Madrid, Dec 22 (DPA) The world’s biggest lottery showered prizes worth more than 2.3 billion euros (about $3 billion) on Spanish winners Wednesday.
The Spanish Christmas lottery has been running for more than 200 years.
The jackpot of three million euros, known as El Gordo (The Fat One), will be divided between people holding tickets numbered 79250.
It will be paid out 195 times, the number of times tickets with the winning number were sold.
It is rare for anyone to win the entire jackpot, because most people only buy fractions of a ticket. An entire ticket costs a hefty 200 euros.
The jackpot went to winners in cities around the country, including Barcelona, Alicante, Tenerife, Madrid, Caceres, Palencia, Murcia and Zaragoza.
The second prize – for the number 00147 – worth 1 million euros, was divided mainly between winners in Madrid and northern cities including Burgos, La Coruna, Llerida and Zaragoza.
It is common for workmates to pool resources to buy tickets, and for businesses to distribute tenths of tickets among their clients.
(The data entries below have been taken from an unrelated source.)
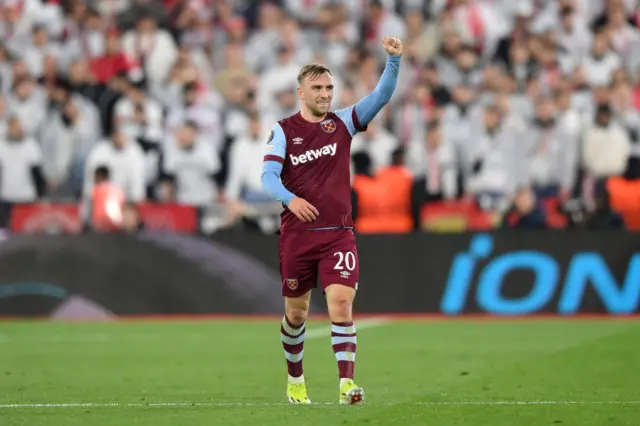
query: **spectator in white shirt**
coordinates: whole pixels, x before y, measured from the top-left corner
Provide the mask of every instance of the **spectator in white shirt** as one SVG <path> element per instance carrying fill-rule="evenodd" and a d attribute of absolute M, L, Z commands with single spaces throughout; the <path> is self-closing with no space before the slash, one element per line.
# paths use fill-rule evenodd
<path fill-rule="evenodd" d="M 484 109 L 483 121 L 483 131 L 474 135 L 468 148 L 471 162 L 465 190 L 475 196 L 482 208 L 500 210 L 518 184 L 520 140 L 517 133 L 504 127 L 496 106 Z"/>
<path fill-rule="evenodd" d="M 115 105 L 116 126 L 140 145 L 145 155 L 145 182 L 148 186 L 158 178 L 158 162 L 162 141 L 162 107 L 144 91 L 141 75 L 131 77 L 126 96 Z"/>
<path fill-rule="evenodd" d="M 453 146 L 444 143 L 439 122 L 430 121 L 426 137 L 409 143 L 406 164 L 424 185 L 426 201 L 452 200 L 458 195 L 458 167 Z"/>
<path fill-rule="evenodd" d="M 578 147 L 559 127 L 554 100 L 538 100 L 535 118 L 519 139 L 520 182 L 531 185 L 540 199 L 560 195 L 566 200 L 575 181 Z"/>
<path fill-rule="evenodd" d="M 272 201 L 262 189 L 262 162 L 268 135 L 257 115 L 251 117 L 247 135 L 233 143 L 229 154 L 229 178 L 226 196 L 231 202 L 245 203 Z"/>
<path fill-rule="evenodd" d="M 43 8 L 40 0 L 3 0 L 0 15 L 0 39 L 16 41 L 27 38 Z"/>
<path fill-rule="evenodd" d="M 268 111 L 279 91 L 288 88 L 297 81 L 301 65 L 295 60 L 294 50 L 280 45 L 277 50 L 278 63 L 269 68 L 260 78 L 258 104 L 260 109 Z"/>
<path fill-rule="evenodd" d="M 144 201 L 144 153 L 123 131 L 114 132 L 111 140 L 99 142 L 91 150 L 85 166 L 85 197 L 91 195 L 93 176 L 99 166 L 109 169 L 111 182 L 124 191 L 127 200 Z"/>
<path fill-rule="evenodd" d="M 195 207 L 218 200 L 216 173 L 220 160 L 206 139 L 198 137 L 197 124 L 186 122 L 165 143 L 162 163 L 162 198 Z"/>
<path fill-rule="evenodd" d="M 351 152 L 366 152 L 371 158 L 371 169 L 376 171 L 391 164 L 391 153 L 398 147 L 399 140 L 385 129 L 380 119 L 369 123 L 366 132 L 358 133 L 351 142 Z"/>
<path fill-rule="evenodd" d="M 49 40 L 46 27 L 40 24 L 33 27 L 30 42 L 12 43 L 10 47 L 25 62 L 29 73 L 36 78 L 42 75 L 44 58 L 46 56 L 57 57 L 60 54 L 58 44 Z"/>
<path fill-rule="evenodd" d="M 0 200 L 29 203 L 43 196 L 44 191 L 40 145 L 24 134 L 17 117 L 11 117 L 7 135 L 0 139 Z"/>
<path fill-rule="evenodd" d="M 248 68 L 264 72 L 274 63 L 278 43 L 278 24 L 282 11 L 270 2 L 258 6 L 258 28 L 249 36 L 245 47 Z"/>
<path fill-rule="evenodd" d="M 6 98 L 0 93 L 0 140 L 7 136 L 9 127 L 9 108 Z"/>
<path fill-rule="evenodd" d="M 609 13 L 608 30 L 613 50 L 620 56 L 626 57 L 634 50 L 637 51 L 640 33 L 629 24 L 624 9 L 615 9 Z"/>
<path fill-rule="evenodd" d="M 47 95 L 31 77 L 14 80 L 13 96 L 9 99 L 9 111 L 22 123 L 26 136 L 37 137 L 46 118 Z"/>
<path fill-rule="evenodd" d="M 375 35 L 366 41 L 374 49 L 379 59 L 384 58 L 385 55 L 384 49 L 378 42 L 381 37 L 388 35 L 404 39 L 406 33 L 404 20 L 394 11 L 386 9 L 382 0 L 372 0 L 370 2 L 369 13 L 363 16 L 363 23 Z"/>
<path fill-rule="evenodd" d="M 150 87 L 164 84 L 178 58 L 178 49 L 171 34 L 159 29 L 150 15 L 140 16 L 136 29 L 127 31 L 123 36 L 122 46 L 128 55 L 142 64 Z"/>
<path fill-rule="evenodd" d="M 40 135 L 49 195 L 78 197 L 84 163 L 100 139 L 100 123 L 92 104 L 64 86 L 54 89 L 53 109 Z"/>
<path fill-rule="evenodd" d="M 614 86 L 611 106 L 615 118 L 629 134 L 631 155 L 640 159 L 640 111 L 633 104 L 633 89 L 628 81 L 622 80 Z"/>
<path fill-rule="evenodd" d="M 84 58 L 91 60 L 105 54 L 105 33 L 108 22 L 98 11 L 87 9 L 82 26 L 65 40 L 60 56 L 61 66 L 68 67 L 72 61 Z"/>
<path fill-rule="evenodd" d="M 560 9 L 560 22 L 558 25 L 558 43 L 576 62 L 580 62 L 589 53 L 592 43 L 592 34 L 586 22 L 576 14 L 571 6 Z"/>
<path fill-rule="evenodd" d="M 179 104 L 170 106 L 166 120 L 166 132 L 172 134 L 185 121 L 198 126 L 198 133 L 207 139 L 216 152 L 223 147 L 222 99 L 218 92 L 198 87 L 196 83 L 187 83 Z"/>
<path fill-rule="evenodd" d="M 609 49 L 605 31 L 600 31 L 593 39 L 591 53 L 582 62 L 587 82 L 592 86 L 608 86 L 613 73 L 622 66 L 617 53 Z"/>
<path fill-rule="evenodd" d="M 584 131 L 582 161 L 587 180 L 592 183 L 621 176 L 627 168 L 631 142 L 625 128 L 614 121 L 612 115 L 608 104 L 598 105 L 594 123 Z"/>
<path fill-rule="evenodd" d="M 414 86 L 407 99 L 397 108 L 394 132 L 402 143 L 423 139 L 431 96 L 429 87 L 419 84 Z"/>

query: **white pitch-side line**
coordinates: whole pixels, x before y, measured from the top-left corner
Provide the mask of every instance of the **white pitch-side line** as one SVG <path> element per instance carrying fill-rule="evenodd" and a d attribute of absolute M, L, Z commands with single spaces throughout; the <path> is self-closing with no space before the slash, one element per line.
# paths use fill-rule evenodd
<path fill-rule="evenodd" d="M 367 403 L 373 406 L 515 406 L 515 405 L 638 405 L 640 401 L 413 401 Z M 290 405 L 288 402 L 86 402 L 62 404 L 0 404 L 0 409 L 11 408 L 145 408 L 145 407 L 277 407 Z M 333 402 L 313 403 L 315 406 L 338 405 Z"/>
<path fill-rule="evenodd" d="M 358 330 L 364 330 L 367 328 L 380 327 L 381 325 L 390 323 L 391 320 L 389 318 L 371 318 L 371 319 L 363 319 L 361 321 L 355 321 L 356 333 Z M 331 336 L 331 327 L 323 327 L 323 328 L 313 328 L 311 330 L 306 331 L 305 339 L 321 339 L 323 337 Z"/>
<path fill-rule="evenodd" d="M 367 328 L 379 327 L 384 324 L 388 324 L 391 322 L 390 319 L 380 317 L 380 318 L 368 318 L 360 321 L 356 321 L 356 331 L 364 330 Z M 328 327 L 318 327 L 307 330 L 305 339 L 320 339 L 323 337 L 328 337 L 331 335 L 331 326 Z M 112 335 L 107 333 L 92 333 L 92 334 L 79 334 L 79 335 L 65 335 L 65 334 L 48 334 L 42 336 L 29 336 L 27 338 L 13 338 L 7 334 L 0 334 L 0 344 L 2 343 L 100 343 L 100 342 L 110 342 L 110 341 L 118 341 L 118 340 L 134 340 L 134 341 L 142 341 L 142 340 L 156 340 L 158 338 L 164 338 L 164 335 L 158 334 L 120 334 L 120 335 Z M 209 335 L 206 333 L 186 333 L 182 334 L 180 338 L 182 339 L 205 339 L 208 338 Z"/>

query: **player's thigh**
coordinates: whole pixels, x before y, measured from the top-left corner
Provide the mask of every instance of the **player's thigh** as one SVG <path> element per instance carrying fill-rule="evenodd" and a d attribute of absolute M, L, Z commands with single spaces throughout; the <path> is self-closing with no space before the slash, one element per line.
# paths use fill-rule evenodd
<path fill-rule="evenodd" d="M 309 294 L 318 282 L 318 260 L 309 256 L 303 238 L 298 234 L 280 237 L 282 295 L 287 298 L 297 299 Z"/>
<path fill-rule="evenodd" d="M 318 267 L 320 282 L 325 292 L 333 285 L 358 289 L 360 260 L 356 238 L 352 230 L 342 231 L 338 238 L 329 244 Z"/>

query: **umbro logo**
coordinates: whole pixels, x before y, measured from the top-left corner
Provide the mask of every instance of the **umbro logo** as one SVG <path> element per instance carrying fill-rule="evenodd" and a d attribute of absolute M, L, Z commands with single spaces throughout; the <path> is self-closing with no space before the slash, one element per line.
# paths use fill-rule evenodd
<path fill-rule="evenodd" d="M 294 145 L 300 145 L 300 144 L 302 143 L 302 141 L 303 141 L 303 140 L 304 140 L 304 139 L 302 139 L 302 138 L 294 138 L 294 139 L 293 139 L 293 144 L 294 144 Z"/>

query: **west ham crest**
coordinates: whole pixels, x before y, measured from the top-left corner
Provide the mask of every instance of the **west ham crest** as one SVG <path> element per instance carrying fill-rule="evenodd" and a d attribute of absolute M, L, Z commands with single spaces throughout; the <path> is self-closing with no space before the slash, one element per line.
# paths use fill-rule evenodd
<path fill-rule="evenodd" d="M 295 290 L 298 288 L 298 280 L 295 278 L 287 278 L 287 287 L 289 287 L 289 290 Z"/>
<path fill-rule="evenodd" d="M 336 131 L 336 123 L 331 118 L 320 123 L 320 127 L 322 127 L 322 130 L 327 133 L 333 133 Z"/>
Winners of the two top prizes included a group of truck drivers in the southern city of Huelva, and a group of residents in the Basque locality of Sestao, who had bought the number of the second prize for 40 years.
Lottery sellers who sold the top jackpot number in Alcorcon near Madrid said they had hired a medium to attract El Gordo to their kiosk.
In the pilgrimage site of Santiago de Compostela, another seller who sold the number of the second prize attributed his luck to Saint James, the patron of the city.
In the southern village of Velez de Benaudalla, where residents netted 30 million euros from the second prize, the lottery was a ‘relief’ for many families living in a ‘terrible’ economic situation, mayor Pilar Peramos said.
When children from the San Ildefonso school for orphans chanted the winning numbers during the three-hour-long draw, as tradition demands, nearly the entire country came to a standstill as people clustered in front of radio or television sets.
Per Spaniard, spending averaged nearly 60 euros on the Christmas lottery, 0.26 percent less than in 2009, the national lottery agency said.
The minimal decline in sales was attributed by analysts to Spain’s 20-percent unemployment rate, the highest in Western Europe. At the same time, however, many people were hoping a stroke of luck in the lottery would solve their economic problems.
This year’s lottery followed the government’s announcement that it would privatize 30 percent of the national lottery agency. The plan was criticized by lottery sellers fearful of job losses and changes in their working conditions.
The Spanish Christmas lottery is billed as the world’s oldest. It goes back to 1763, when King Charles III needed money for state coffers. The game has been played in its current form since 1812.